At least a dozen human bodies that could have been used for scientific study or medical training have been sent for cremation while the Maryland Anatomy Board waits for state permission to hire an embalmer.
Board administrator Ronald Wade said the bodies had deteriorated too badly to be useful.
Wade was prevented from hiring a replacement embalmer because of the state freeze on hiring, imposed Aug. 31 due to what was then estimated to be a $150 million budget deficit.

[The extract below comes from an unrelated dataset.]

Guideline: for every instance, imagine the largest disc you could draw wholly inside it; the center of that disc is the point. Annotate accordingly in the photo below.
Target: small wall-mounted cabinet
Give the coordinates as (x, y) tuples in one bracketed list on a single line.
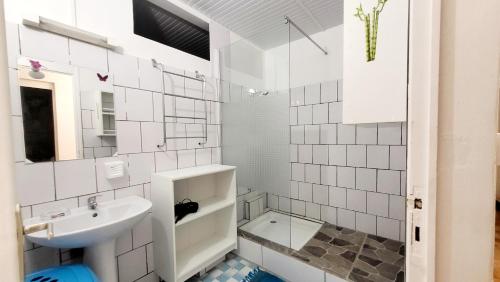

"By not having the manpower to adequately treat the bodies shortly after their arrival, we have a lingering problem," Wade said. "As far as I'm concerned, it is a public health problem."
"We had about a dozen bodies we prepared for cremation only because we couldn't get to them in time to adequately prepare them to use in studies," he said.
The Anatomy Board is the state agency responsible for receiving unclaimed and donated bodies, and furnishing the state's medical and dental schools and hospital training programs with tissues and cadavers for study and training.
But, ever since the board's only remaining embalmer was stricken by a heart attack last month, the operation has been left in the hands of one man -- Wade -- who says he can't do it all alone.
The board receives an average of 65 corpses a month, and expects nearly 800 this year.
The state Department of Health and Mental Hygiene agreed two weeks ago to ask state Budget Secretary Charles Benton for an exemption from the freeze, designating it a request of the "highest priority."
The state did grant Wade permission to extend, until Oct. 16, the contract of a temporary secretary, hired in August to replace one who resigned. The original contract had been set to expire Oct. 2, which would have left Wade alone to answer phones as well as process bodies.
As state officials went back to work today after the Columbus Day holiday, Wade said, no permission had yet been granted to hire an embalmer.
"I'm hoping to hear from somebody [today]," Wade said.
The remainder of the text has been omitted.